In this experiment, there are two urns. Both contain red balls and black balls. You are asked to choose one of these urns. Then, one ball will be drawn randomly from your chosen urn. If it’s a red ball, you’ll earn a big prize (say \$100). If it’s a black ball you’ll earn a small prize (say \$0 for simplicity). You’re given the following information about these urns:

• Urn 1: 100 balls in total, but the ratio of red balls to black balls is unknown.
• Urn 2: 50 red balls, 50 black balls.

In this case, most people prefer Urn 2, which involves a “risky proposition”, over Urn 1, which involves an “ambiguous proposition”.

### The one-urn experiment

In this variation, there is a single urn that contains 90 balls in total. 30 of them red balls.

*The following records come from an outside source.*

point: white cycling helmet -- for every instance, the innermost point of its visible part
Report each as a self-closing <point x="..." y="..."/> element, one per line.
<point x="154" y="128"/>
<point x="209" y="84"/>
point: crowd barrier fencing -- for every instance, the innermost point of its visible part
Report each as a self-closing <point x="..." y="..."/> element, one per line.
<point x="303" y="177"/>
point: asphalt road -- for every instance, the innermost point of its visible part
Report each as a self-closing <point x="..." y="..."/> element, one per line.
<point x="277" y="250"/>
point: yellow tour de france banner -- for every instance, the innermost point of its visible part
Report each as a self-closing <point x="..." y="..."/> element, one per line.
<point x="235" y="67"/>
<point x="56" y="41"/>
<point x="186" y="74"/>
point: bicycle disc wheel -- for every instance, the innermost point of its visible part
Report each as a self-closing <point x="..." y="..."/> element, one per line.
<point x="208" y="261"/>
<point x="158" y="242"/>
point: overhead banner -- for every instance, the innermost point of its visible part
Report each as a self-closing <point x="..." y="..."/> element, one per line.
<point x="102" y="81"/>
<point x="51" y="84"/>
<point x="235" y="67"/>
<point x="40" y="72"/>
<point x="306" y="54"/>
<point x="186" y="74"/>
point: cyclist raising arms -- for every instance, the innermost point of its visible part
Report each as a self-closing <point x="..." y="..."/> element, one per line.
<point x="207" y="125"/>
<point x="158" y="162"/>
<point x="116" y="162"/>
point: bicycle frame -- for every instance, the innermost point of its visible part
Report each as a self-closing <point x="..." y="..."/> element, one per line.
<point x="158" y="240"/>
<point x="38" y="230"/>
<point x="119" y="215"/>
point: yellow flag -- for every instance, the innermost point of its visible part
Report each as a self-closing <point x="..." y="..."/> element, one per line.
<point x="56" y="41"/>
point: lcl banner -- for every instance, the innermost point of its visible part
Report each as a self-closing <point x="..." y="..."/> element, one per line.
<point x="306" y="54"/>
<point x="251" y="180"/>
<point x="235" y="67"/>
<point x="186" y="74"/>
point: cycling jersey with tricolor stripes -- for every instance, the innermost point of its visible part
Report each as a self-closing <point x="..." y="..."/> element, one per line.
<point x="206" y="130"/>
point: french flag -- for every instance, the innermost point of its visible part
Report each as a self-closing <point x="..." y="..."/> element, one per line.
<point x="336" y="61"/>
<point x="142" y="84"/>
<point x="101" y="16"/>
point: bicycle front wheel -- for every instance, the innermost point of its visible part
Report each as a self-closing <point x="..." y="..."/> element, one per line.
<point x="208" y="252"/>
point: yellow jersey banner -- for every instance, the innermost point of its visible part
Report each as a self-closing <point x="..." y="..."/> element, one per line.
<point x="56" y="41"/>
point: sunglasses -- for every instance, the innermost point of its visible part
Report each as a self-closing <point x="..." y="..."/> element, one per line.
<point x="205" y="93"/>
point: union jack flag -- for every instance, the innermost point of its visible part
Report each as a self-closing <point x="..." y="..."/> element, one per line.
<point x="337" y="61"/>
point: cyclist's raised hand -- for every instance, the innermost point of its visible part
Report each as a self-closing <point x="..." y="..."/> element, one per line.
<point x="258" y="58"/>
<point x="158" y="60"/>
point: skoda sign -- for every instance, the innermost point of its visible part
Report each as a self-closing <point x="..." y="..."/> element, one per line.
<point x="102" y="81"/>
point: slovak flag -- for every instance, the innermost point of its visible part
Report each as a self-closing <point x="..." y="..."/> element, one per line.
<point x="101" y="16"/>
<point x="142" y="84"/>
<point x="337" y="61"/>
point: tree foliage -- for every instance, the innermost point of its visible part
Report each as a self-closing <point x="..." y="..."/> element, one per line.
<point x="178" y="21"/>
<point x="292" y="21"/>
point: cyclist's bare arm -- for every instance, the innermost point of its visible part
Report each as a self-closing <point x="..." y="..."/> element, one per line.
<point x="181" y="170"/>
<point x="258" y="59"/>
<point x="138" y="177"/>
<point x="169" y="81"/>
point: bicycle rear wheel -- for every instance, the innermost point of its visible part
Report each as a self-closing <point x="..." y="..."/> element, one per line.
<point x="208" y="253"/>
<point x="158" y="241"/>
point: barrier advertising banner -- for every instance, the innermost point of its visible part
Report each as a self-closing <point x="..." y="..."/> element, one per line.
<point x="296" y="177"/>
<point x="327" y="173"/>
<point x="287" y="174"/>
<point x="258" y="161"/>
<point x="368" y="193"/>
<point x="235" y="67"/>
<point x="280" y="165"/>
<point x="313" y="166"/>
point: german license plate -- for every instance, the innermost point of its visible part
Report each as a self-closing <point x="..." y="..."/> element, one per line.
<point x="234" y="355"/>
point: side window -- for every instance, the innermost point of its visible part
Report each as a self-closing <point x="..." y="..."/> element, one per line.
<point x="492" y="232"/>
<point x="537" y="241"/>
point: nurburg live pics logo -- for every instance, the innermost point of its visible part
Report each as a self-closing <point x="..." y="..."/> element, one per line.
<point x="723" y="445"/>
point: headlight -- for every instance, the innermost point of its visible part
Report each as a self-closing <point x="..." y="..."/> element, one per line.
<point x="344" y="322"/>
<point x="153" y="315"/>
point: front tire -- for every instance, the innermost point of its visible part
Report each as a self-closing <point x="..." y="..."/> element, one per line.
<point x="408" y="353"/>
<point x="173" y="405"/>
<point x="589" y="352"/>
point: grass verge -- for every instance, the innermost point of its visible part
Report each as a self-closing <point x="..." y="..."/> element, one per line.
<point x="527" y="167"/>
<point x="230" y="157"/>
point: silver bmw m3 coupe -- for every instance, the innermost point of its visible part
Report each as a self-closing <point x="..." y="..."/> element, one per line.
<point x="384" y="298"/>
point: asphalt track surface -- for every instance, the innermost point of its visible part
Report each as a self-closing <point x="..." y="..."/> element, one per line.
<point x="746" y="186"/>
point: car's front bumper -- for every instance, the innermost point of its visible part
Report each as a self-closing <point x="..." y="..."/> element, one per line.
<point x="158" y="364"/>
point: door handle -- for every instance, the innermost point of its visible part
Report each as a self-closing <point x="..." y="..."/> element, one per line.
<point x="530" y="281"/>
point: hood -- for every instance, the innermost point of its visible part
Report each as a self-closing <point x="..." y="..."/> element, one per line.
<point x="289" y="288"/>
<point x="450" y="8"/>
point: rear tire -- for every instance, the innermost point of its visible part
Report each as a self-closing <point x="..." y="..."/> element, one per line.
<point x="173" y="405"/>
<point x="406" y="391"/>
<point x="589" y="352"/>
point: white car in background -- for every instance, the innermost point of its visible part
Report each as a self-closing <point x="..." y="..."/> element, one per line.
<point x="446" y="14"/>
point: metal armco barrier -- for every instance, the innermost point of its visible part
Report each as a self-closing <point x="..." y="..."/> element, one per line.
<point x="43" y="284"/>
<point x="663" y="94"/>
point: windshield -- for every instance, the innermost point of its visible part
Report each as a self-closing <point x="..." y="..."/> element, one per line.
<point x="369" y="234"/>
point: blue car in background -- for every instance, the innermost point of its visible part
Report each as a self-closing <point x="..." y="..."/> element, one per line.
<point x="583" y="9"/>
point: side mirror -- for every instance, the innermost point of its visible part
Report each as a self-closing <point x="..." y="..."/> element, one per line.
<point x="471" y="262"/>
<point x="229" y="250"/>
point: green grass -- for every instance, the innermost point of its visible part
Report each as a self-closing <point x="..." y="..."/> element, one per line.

The remaining 60 balls are either black or yellow, but in unknown proportions. In this case, which of the following two gambles would you prefer?

• Gamble 1: Draw a ball. You win \$100 if it’s a red ball and nothing otherwise.
• Gamble 2: Draw a ball. You win \$100 if it’s a black ball and nothing otherwise.

Many prefer Gamble 1 over Gamble 2. Note that the probability of drawing a red ball is 1/3. So, the choices made by decision-makers suggest that they believe there would be fewer black balls than yellow balls (although there’s no reason to expect that!), and, thus the probability of drawing a black ball is less than 1/3 according to their belief.

• Gamble 3: Draw a ball. You win \$100 if it’s red or yellow and nothing if it’s black.
• Gamble 4: Draw a ball. You win \$100 if it’s black or yellow and nothing if it’s red.

In this scenario, many prefer Gamble 4 over Gamble 3. However, this is inconsistent with preferring Gamble 1 over Gamble 2: Recall that choosing Gamble 1 over Gamble 2 implies a belief that the probability of drawing a black ball is less than 1/3. Such a belief suggests that the probability of winning Gamble 3 must be more than 2/3. But in that case, decision-makers should prefer Gamble 3 over Gamble 4 as the probability of winning Gamble 4 is 2/3. So, it seems (as in the previous experiment) that the ambiguity effect is at play here, such that individuals show a preference for the risky option (Gamble 4) over the ambiguous one (Gamble 3).

##### Summary

Ambiguity aversion can be summarized as our tendency to avoid options that have missing information. This stems from a general dislike of uncertainty or fear of the unknown. It is related to Frank Knight’s distinction between risk (measurable) and uncertainty (unmeasurable). It is distinct from risk aversion, such that risk aversion is about preferring a safe outcome over an expected outcome with the same value but with some risk. In contrast, ambiguity aversion involves giving more weight to “potential downsides” (or drawbacks) rather than “potential upsides” (or benefits) in ambiguous circumstances.